2. Les repousses d'engrais verts sont pénalisantes sur le rendement. Pour éviter cela, plusieurs voies à essayer :
   - soit choisir un engrais vert qui arrive à maturité (floraison et formation des graines) au moment du semis du pois.
   - soit essayer de détruire le couvert par une coupe sous le collet (3 cm sous la surface)

3. Le semis mélangé, sur le principe, avec des légumes bien choisis, permet d'assurer une bonne couverture du sol. Le taux de réussite est encore un peu faible. Ma terre de jardin sur cette planche est très séchante et j'arrose vraiment peu.

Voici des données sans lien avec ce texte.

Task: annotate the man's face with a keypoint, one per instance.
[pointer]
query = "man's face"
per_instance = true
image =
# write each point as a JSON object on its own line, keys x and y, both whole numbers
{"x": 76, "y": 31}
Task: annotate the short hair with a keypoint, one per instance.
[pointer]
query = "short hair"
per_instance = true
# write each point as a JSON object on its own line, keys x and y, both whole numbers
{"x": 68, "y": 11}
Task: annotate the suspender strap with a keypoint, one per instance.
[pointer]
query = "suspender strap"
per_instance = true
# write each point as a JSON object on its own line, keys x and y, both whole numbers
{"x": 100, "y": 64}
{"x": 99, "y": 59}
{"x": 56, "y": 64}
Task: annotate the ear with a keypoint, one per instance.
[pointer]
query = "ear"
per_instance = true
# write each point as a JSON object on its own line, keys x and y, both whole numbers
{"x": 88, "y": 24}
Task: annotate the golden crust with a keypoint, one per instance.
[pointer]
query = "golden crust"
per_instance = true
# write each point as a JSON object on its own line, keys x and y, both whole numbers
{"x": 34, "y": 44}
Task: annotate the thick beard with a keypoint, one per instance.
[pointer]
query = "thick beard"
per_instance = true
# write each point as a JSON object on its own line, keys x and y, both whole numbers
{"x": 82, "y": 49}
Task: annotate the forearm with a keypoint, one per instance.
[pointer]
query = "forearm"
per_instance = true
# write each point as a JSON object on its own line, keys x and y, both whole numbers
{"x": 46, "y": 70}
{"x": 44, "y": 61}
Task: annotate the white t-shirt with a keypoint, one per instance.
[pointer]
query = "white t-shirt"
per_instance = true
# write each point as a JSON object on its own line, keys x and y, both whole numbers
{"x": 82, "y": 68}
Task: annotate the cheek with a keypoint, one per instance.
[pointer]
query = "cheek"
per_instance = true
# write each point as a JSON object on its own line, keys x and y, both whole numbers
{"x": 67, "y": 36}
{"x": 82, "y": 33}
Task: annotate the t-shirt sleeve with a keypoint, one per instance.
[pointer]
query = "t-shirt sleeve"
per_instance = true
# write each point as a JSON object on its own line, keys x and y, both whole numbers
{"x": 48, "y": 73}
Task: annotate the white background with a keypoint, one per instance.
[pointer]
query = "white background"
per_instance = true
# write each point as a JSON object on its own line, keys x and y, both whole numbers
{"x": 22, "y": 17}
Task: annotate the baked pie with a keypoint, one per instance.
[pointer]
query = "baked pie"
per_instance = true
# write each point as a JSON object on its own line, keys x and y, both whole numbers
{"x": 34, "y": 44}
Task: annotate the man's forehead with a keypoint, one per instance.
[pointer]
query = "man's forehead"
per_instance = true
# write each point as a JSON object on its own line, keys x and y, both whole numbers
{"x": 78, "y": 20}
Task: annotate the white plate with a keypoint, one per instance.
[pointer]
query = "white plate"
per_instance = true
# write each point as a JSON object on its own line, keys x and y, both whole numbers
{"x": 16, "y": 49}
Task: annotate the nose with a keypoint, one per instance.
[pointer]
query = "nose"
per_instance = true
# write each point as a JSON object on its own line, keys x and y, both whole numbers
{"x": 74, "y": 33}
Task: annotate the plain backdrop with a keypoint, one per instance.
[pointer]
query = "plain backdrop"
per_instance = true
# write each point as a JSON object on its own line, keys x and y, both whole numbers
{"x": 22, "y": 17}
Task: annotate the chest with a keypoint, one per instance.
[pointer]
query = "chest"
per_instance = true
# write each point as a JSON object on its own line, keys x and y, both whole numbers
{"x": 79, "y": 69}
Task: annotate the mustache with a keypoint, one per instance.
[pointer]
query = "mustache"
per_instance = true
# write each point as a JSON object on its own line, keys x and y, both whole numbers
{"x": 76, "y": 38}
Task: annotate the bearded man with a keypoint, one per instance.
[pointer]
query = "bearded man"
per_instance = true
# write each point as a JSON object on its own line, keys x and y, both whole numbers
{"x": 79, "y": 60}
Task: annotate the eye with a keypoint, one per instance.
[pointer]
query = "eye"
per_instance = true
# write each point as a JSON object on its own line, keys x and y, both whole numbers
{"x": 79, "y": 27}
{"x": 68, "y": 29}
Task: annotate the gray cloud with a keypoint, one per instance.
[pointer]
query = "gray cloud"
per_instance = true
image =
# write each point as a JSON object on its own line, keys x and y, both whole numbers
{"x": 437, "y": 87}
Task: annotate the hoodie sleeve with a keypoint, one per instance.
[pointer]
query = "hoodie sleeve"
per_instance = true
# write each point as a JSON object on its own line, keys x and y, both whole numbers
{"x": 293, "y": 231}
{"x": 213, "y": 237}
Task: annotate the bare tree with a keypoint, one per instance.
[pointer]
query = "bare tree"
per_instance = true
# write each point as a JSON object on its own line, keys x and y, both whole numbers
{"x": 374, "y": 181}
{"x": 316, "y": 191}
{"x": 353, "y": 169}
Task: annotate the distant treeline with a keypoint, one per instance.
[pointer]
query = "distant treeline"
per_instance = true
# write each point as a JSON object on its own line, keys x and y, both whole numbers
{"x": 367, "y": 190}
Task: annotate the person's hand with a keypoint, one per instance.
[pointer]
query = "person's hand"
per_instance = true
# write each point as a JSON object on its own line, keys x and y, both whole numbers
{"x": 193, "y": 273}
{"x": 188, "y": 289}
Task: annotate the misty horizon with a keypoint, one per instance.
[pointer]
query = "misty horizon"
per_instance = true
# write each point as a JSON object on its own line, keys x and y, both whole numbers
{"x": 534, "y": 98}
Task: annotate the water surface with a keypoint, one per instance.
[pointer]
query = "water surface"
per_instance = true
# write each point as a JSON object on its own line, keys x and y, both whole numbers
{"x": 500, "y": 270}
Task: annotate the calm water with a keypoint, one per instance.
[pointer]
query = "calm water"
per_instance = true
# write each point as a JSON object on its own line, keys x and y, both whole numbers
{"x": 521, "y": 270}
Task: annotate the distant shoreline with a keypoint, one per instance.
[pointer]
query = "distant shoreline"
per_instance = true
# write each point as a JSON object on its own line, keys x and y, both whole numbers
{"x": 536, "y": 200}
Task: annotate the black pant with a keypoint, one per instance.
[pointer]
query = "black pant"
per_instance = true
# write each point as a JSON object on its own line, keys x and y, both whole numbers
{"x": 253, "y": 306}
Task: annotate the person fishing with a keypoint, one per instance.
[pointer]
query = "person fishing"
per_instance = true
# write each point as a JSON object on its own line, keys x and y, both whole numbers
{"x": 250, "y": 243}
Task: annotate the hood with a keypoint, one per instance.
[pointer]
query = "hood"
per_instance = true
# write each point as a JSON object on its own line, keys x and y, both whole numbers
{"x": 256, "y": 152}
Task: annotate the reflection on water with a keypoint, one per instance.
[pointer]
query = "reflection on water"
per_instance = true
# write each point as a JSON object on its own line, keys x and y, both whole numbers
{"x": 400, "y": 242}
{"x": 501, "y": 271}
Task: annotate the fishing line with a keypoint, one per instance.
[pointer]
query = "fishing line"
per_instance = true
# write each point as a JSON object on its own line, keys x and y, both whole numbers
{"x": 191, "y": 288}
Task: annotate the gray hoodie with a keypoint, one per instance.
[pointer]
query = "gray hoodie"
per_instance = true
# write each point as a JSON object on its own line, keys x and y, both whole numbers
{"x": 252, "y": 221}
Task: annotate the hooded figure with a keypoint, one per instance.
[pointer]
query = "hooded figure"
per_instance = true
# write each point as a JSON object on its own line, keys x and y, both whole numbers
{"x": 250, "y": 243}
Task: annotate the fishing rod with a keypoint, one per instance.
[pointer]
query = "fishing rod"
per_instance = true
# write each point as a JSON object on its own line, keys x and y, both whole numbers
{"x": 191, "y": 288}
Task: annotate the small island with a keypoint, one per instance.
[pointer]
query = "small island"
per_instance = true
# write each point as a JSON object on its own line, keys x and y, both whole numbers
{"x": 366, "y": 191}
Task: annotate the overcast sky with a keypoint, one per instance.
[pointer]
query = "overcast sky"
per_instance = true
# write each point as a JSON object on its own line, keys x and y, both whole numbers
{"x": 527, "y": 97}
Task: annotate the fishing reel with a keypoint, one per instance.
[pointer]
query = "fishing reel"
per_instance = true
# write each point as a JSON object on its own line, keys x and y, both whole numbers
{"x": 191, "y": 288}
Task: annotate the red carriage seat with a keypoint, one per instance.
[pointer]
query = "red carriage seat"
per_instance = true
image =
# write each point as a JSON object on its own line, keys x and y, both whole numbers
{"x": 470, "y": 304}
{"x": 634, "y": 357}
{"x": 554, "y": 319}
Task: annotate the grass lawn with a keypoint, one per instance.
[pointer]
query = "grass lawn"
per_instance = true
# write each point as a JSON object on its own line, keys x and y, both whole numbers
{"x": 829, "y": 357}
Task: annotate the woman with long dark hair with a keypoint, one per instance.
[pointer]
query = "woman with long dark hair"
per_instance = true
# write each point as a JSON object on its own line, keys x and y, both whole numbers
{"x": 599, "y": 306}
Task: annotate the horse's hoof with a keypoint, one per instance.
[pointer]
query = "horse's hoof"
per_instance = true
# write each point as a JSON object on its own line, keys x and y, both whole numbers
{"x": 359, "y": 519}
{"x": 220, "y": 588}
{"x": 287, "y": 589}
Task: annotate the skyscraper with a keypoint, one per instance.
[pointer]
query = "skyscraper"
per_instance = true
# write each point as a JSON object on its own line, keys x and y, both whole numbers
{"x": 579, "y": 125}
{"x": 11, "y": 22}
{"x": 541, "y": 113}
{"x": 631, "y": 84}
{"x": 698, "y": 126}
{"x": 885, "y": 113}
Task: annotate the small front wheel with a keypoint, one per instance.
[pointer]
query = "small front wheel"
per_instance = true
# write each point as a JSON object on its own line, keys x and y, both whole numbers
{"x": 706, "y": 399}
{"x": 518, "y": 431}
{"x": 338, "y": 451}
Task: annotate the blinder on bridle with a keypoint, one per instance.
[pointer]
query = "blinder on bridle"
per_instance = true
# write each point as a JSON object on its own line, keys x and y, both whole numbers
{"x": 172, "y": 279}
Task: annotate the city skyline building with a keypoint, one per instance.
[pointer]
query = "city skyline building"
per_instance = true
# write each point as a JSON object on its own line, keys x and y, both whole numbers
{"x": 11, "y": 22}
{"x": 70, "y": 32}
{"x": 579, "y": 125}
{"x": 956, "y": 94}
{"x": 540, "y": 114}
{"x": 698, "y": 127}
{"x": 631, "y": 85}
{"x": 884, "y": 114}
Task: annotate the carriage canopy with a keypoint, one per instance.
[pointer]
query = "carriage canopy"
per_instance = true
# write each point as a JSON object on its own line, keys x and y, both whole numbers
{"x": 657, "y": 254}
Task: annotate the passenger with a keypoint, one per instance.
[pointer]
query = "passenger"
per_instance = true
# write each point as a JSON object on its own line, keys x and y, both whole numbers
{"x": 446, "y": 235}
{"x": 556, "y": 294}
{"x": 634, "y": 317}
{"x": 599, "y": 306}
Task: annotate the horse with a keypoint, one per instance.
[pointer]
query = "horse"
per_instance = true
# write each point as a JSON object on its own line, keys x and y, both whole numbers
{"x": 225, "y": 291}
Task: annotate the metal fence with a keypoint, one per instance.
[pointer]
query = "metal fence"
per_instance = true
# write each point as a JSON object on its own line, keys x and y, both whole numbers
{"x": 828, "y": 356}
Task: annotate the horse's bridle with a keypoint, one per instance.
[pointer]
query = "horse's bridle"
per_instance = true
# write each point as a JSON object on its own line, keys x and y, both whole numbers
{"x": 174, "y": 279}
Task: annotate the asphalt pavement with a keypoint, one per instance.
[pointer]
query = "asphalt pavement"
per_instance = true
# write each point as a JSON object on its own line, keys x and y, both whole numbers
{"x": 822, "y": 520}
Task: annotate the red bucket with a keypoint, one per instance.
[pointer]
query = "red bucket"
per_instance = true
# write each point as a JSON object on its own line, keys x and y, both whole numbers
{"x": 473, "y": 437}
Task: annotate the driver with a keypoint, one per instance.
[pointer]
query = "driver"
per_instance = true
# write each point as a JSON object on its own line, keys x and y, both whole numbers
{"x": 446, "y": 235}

4. Le mariage poireaux, carottes, navet et trèfle incarnat (comme apport d'azote pour la culture suivante = tomates) est à reconduire. La salade et le fenouil sont dominés.

5. L'ensemble des techniques utilisées depuis 15 mois : couverture du sol permanente [sauf au moment du semis], faible travail du sol, cultures mélangées, permet à la fois d'obtenir des récoltes satisfaisantes et de favoriser la présence de précieux auxiliaires : opilions, ver luisant, pour ceux qui ont été aperçus, et combien d'autres ?

6. Aucun désherbage n'est effectué entre le semis et la récolte. La seule intervention sur ce point est celle réalisée au moment des semis.

7. La flore spontanée présente est considérée comme non gênante, car elle est dominée par les cultures. Elle est même considérée comme utile, en couvrant le sol et en l'aérant par ses racines, sans parler de son rôle probable sur la présence des auxiliaires.